El bienestar de los individuos y de las naciones solo depende de lo que las personas saben y lo que pueden hacer con lo que saben.
Esta frase con la que empieza el artículo creo que no ofrece muchas dudas sobre su veracidad, el problema es cómo nos proponemos y entendemos que debe alcanzarse una educación de calidad para todos. Especialmente, en momentos como este de crisis, donde los ricos son cada vez más ricos y los pobres cada vez más pobres. Así según un informe de Oxfam Intermón "el 1% de las familias más poderosas acapara el 46% de la riqueza del mundo. No en vano las mismas organizaciones internacionales que están de acuerdo con la expresión, practican políticas que permiten el enriquecimiento desemesurado de los que más tienen.
Posted: 04 Feb 2014 07:02 AM PST
by Andreas Schleicher
Deputy Director for Education and Skills and Special Advisor on Education Policy to the OECD's Secretary General
The
well-being of individuals and nations depend on nothing more than on
what people know and what they can do with what they know. And if
there’s one lesson the global economy has taught us over the last few
years, it’s that we cannot simply bail ourselves out of a crisis, that
we cannot solely stimulate ourselves out of a crisis and that we cannot
just print money our way out of a crisis. Investing in high-quality
education is the gateway to better skills, better jobs and better lives.
And yet, the
2014 Global Monitoring Report,
the world’s most authoritative source to track progress towards the
‘Education for All’ goals, paints a bleak picture. With the deadline for
these goals less than two years away, progress has been insufficient to
get close to even a single goal by 2015. To date, just half of young
children have access to some form of pre primary education, and in
sub-Saharan Africa it is less than one in five. Universal primary
education is likely to be missed by a wide margin, with 57 million
children still having no access to any schooling. Access is not the only
crisis: one third of primary school age children are not learning the
basics, whether they have been to school or not, and even those who
eventually graduate may not find jobs because their education hasn't
been in sync with the skills that societies need.
It would be a
grave mistake to consider this exclusively or even largely an issue for
conflict zones or the developing world, even if that's where those
issues are most visible. When it comes to education, the world is no
longer divided between rich and well-educated nations and poor and badly
educated ones. Similarly, the challenge of poor schooling is not just
about poor kids in poor neighbourhoods, but about many kids in many
neighbourhoods. Last year, OECD countries invested over USD 230 billion
into teaching children math in the industrialised world, but 23% of
their 15-year-old students performed below the baseline Level 2 on the
PISA 2012 mathematics assessment,
showing that these students can barely use basic mathematical
procedures and conventions to solve problems involving whole numbers.

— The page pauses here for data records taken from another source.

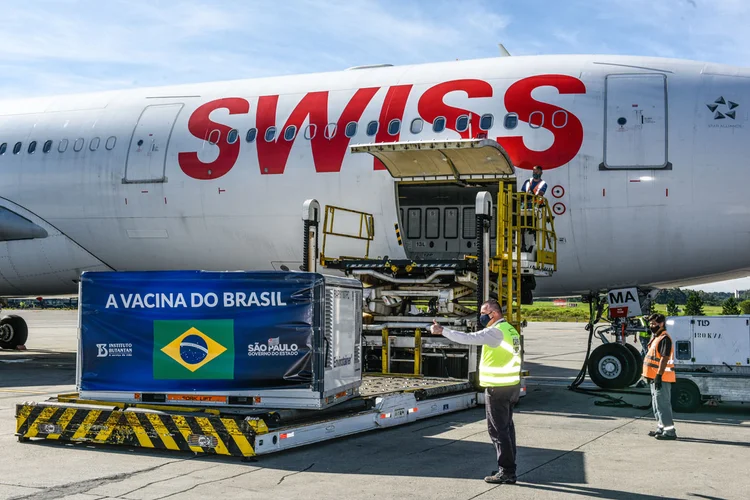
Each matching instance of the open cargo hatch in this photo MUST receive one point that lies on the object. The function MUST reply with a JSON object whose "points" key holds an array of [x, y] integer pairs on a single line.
{"points": [[458, 160]]}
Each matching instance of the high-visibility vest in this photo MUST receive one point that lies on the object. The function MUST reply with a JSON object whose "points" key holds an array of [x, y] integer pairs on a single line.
{"points": [[501, 366], [653, 359]]}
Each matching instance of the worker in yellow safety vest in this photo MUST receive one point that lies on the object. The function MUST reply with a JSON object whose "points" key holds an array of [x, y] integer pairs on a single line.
{"points": [[658, 369], [500, 375]]}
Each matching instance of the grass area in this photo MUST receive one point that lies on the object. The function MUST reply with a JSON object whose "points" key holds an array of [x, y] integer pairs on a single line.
{"points": [[547, 311]]}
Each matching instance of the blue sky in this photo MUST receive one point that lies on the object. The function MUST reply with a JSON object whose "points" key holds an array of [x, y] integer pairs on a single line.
{"points": [[63, 46]]}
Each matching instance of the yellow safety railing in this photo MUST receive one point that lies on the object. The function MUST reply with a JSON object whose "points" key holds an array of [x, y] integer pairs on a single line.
{"points": [[365, 231], [535, 219]]}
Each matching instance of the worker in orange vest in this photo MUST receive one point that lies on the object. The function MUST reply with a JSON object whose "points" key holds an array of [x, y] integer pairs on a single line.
{"points": [[658, 370]]}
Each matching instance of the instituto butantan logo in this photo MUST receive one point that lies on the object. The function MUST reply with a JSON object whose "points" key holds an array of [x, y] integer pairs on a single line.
{"points": [[723, 109], [200, 349]]}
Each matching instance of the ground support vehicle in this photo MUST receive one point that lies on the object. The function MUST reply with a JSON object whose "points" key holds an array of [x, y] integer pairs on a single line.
{"points": [[509, 242]]}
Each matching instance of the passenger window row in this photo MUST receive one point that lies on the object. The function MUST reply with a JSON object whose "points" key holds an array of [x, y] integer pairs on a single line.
{"points": [[62, 146]]}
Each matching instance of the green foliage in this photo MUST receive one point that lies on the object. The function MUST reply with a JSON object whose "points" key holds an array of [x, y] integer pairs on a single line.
{"points": [[672, 309], [730, 307], [694, 305]]}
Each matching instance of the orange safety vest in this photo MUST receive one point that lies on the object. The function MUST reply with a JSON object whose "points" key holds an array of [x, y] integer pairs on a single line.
{"points": [[538, 187], [653, 359]]}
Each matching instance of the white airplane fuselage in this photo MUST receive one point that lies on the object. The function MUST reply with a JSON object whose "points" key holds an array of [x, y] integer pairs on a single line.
{"points": [[645, 161]]}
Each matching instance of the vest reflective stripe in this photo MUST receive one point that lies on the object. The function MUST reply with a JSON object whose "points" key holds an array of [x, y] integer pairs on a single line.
{"points": [[653, 359], [501, 365]]}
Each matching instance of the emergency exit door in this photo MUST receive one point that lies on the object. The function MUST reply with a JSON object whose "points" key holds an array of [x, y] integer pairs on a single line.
{"points": [[148, 145], [636, 121]]}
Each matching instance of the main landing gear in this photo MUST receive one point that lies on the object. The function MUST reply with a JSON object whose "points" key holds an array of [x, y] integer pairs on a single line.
{"points": [[13, 332]]}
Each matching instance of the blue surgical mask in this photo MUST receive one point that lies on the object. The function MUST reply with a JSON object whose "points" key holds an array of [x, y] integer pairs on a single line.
{"points": [[484, 319]]}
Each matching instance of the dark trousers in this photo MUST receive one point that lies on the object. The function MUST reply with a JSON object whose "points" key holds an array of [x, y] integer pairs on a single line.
{"points": [[499, 403]]}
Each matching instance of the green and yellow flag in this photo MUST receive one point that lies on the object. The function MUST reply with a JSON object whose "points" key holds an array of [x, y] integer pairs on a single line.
{"points": [[193, 350]]}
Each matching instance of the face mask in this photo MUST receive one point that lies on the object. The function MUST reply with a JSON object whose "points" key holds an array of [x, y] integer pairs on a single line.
{"points": [[484, 319]]}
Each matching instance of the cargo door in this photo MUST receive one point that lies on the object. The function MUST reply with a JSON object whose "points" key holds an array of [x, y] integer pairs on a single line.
{"points": [[721, 340], [435, 200], [465, 159], [636, 121], [148, 145]]}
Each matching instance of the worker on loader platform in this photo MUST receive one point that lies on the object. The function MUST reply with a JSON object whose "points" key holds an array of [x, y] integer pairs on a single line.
{"points": [[658, 369], [500, 375]]}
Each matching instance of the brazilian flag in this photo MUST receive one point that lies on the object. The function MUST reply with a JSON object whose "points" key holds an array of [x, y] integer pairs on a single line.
{"points": [[193, 350]]}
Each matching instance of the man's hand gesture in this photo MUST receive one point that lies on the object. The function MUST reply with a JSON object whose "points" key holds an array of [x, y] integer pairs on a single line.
{"points": [[436, 329]]}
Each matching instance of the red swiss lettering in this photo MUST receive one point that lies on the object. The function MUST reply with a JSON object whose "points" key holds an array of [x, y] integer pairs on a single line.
{"points": [[393, 109], [201, 125], [431, 104], [328, 153], [567, 139]]}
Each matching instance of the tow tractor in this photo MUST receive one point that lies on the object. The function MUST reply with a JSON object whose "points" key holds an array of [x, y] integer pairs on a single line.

Worryingly, that proportion is exactly where it stood a decade earlier.
Those
numbers matter, for the life chances of individuals, and for the growth
prospects of nations. If all students attained at least Level 2 in the
PISA mathematics assessment, the combined economic output of OECD
countries could be boosted by USD 200 trillion. So the cost of low
educational performance is far higher than any conceivable investment in
improvement.
The Global Monitoring Report also shows how many
adolescents lack essential foundation skills and adult literacy has
hardly improved since 2000. Here too, the OECD’s
Survey of Adult Skills
finds that poor skills severely limit people’s access to better-paying
and more-rewarding jobs and, at the aggregate level, inequality in the
distribution of skills closely relates to how wealth is shared within
nations. People with better skills are also more likely to volunteer,
see themselves as actors rather than as objects of political processes,
and are more likely to trust others. As the Global Monitoring Report
notes, educated people are more likely to start a business, and their
businesses are likely to be more profitable. In Uganda, owners of
household enterprises with a primary education earned 36% more than
those with no education; those with a lower secondary education earned
56% more. In short, fairness, integrity and inclusiveness in public
policy thus all hinge on the skills of citizens.